Field sports became extremely fashionable in the nineteenth century. Foxhunting, before the growth of football, was the national sport and the main horseraces mass spectator events. Field sports were something to be seen doing, even if you were not particularly keen on them. John Singer Sargent portrays Lady Fishing – Mrs Ormond 1889 holding the oars like accessories in a fashion shoot.
Modern artists were often drawn to more robust, behind the fashionable scenes subjects. Robert Bevan (1865–1925), a founder member of the Camden Town Group of British realists, who had worked with Gauguin at Pont Aven in Brittany, painted Horse Dealers (Sale at Ward’s Repository No.1) in typically bold patterned shapes and bright colours.
Alfred Munnings, though initially drawn to landscapes, atmospheric provincial hunting scenes in Cornwall and picturesque gypsy horse subjects, ended up as the most fashionable horse painter of the twentieth century and the self-avowed defender of tradition against modern art. The Start shows Munnings at his best brilliantly evoking the tension and movement of the runners jockeying for position. However, Munnings’s attack on modern art at his farewell banquet as President of the Royal Academy in 1949 not only damned him in the eyes of the new art establishment but also made sporting art in general a toxic subject. This has now changed.

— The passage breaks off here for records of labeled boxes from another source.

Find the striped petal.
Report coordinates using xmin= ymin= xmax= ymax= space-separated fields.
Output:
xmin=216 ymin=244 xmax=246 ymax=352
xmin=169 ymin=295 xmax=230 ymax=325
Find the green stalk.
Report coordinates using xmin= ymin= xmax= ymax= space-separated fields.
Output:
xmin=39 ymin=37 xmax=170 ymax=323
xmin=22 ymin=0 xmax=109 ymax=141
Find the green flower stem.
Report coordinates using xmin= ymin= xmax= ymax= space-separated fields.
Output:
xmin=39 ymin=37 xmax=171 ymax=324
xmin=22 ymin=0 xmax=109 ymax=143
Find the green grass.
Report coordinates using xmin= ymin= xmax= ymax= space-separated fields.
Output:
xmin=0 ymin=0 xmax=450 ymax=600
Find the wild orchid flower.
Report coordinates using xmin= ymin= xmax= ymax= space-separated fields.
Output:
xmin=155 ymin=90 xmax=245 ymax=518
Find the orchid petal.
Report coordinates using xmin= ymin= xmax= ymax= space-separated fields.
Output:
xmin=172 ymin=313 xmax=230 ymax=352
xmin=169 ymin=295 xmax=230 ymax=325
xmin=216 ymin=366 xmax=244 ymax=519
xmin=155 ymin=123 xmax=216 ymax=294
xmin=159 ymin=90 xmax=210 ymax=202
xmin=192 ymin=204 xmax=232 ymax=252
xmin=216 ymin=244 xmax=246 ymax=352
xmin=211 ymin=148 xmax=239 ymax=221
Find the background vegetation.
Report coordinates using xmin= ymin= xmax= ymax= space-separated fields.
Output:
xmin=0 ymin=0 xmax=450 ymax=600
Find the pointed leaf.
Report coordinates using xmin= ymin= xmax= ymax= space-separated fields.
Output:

A generation of young British artists who came to the fore in the 1990s made class and prejudice their subject matter. The Turner Prize winner Mark Wallinger (born 1959), a racehorse owner and devotee of the turf made his reputation on the back of a horse. Wanting, he said, ‘an art that connected with the world and with a public beyond a small esoteric coterie’, he exhibited in 1994 his own racehorse registered under the name A Real Work of Art as a work of art in its own right. His statuette of the subject concludes the final gallery. Racehorses have long been a paradoxical symbol of both tradition and social change. Wallinger’s purple, white and green racing colours are in homage to the colours of the suffragette movement and Emily Davison who was crushed to death attempting to pin a suffragette sash to the bridle of King George V’s horse Anmer in the Derby of 1913. With a rolling programme of changing exhibitions in The Temporary Exhibition Galleries it is hoped that The National Heritage Centre for Horseracing & Sporting Art will encourage the study and enjoyment of a neglected topic.